To the editor:
During Thursday’s School Committee budget hearing, teachers and parents requested the School Committee “fully fund” the Marblehead Public Schools. Chair Sarah Fox stated that she will not stop fighting until our schools are fully funded. The elephant in the room was, and remains, what does it mean to “fully fund” our schools?
It’s easy to get parents and teachers on board with the idea that our schools need more funding after years of level-services budgets and when facing a second consecutive year of big budget cuts. But fleshing out what “fully funded” schools look like, need, and cost takes work and planning. The “level services” budget presented Thursday night – which will require an additional $2.5 million in funding – will not give us “fully funded” schools. Sure, we’ll avoid some incredibly painful cuts in staffing, but neither of the budgets presented on Thursday night (“level service” and “level funded”) will restore the positions cut in the fiscal year 2023 budget or address the numerous unfunded needs in our schools; nor will they fix the underlying structural deficit that will put us in this exact same position next year. After listening to educator after educator say that what our schools have right now is inadequate, the School Committee cannot possibly believe that a level-services budget for FY25 “fully funds” our schools.

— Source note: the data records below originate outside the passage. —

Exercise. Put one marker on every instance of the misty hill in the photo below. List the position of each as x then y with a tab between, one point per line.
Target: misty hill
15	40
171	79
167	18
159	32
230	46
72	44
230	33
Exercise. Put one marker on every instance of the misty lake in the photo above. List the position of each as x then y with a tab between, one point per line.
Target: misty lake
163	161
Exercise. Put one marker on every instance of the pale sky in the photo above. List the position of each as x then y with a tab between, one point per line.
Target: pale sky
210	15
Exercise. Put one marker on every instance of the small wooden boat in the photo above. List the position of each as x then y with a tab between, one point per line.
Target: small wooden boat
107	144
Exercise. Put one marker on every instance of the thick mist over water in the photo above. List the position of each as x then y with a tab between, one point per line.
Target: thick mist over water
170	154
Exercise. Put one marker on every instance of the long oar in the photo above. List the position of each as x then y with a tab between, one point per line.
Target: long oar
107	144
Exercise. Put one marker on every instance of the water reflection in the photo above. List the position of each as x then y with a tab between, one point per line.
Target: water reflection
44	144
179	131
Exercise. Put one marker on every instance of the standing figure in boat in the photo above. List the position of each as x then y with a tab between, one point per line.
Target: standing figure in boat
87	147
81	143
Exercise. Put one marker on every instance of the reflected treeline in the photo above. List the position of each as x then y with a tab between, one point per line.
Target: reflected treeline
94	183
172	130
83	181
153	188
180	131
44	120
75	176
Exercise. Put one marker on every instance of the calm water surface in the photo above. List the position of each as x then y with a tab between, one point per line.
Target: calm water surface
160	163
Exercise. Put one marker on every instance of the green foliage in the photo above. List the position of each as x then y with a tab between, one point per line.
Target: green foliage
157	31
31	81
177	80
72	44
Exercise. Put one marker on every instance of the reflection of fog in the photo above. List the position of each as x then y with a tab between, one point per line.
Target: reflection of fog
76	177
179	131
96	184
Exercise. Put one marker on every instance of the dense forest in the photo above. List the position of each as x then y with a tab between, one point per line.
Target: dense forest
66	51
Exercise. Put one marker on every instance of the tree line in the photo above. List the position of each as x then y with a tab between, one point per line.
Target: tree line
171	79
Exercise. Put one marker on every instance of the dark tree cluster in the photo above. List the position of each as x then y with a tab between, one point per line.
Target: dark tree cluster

Members of our School Committee talk a lot about unfunded needs and the status quo being unacceptable. So why didn’t they come to the table ready to talk about what those needs are and what funding them will cost? On the one hand, School Committee members postured that they don’t have to operate within the confines of the budget number FinCom gives them and that they have an obligation to come to Town Meeting and advocate for the funding that the schools need. But on the other hand, they said that the school administration only prepared level funded and level-services budgets for FY25 because that’s all FinCom asked for. The School Committee cannot have this both ways.
Our current School Committee members are not responsible for the financial problems facing the Town of Marblehead. They are responsible, however, for advocating for the funding our schools need. That advocacy cannot be all talk – true advocacy would have meant planning and preparation to show what it takes to “fully fund” the schools. Given this lack of planning and preparation, the School Committee needs to stop posturing about overrides and antics on the floor of Town Meeting. School Committee members: listen to your FinCom liaisons and dig into your revolving funds to find as much money as you possibly can to defray budget cuts in a responsible way; demonstrate a willingness to be flexible and collaborative during a time when financial pressures are impacting all town departments; take steps now to stabilize our district leadership; and roll up your sleeves and get to work planning for FY26.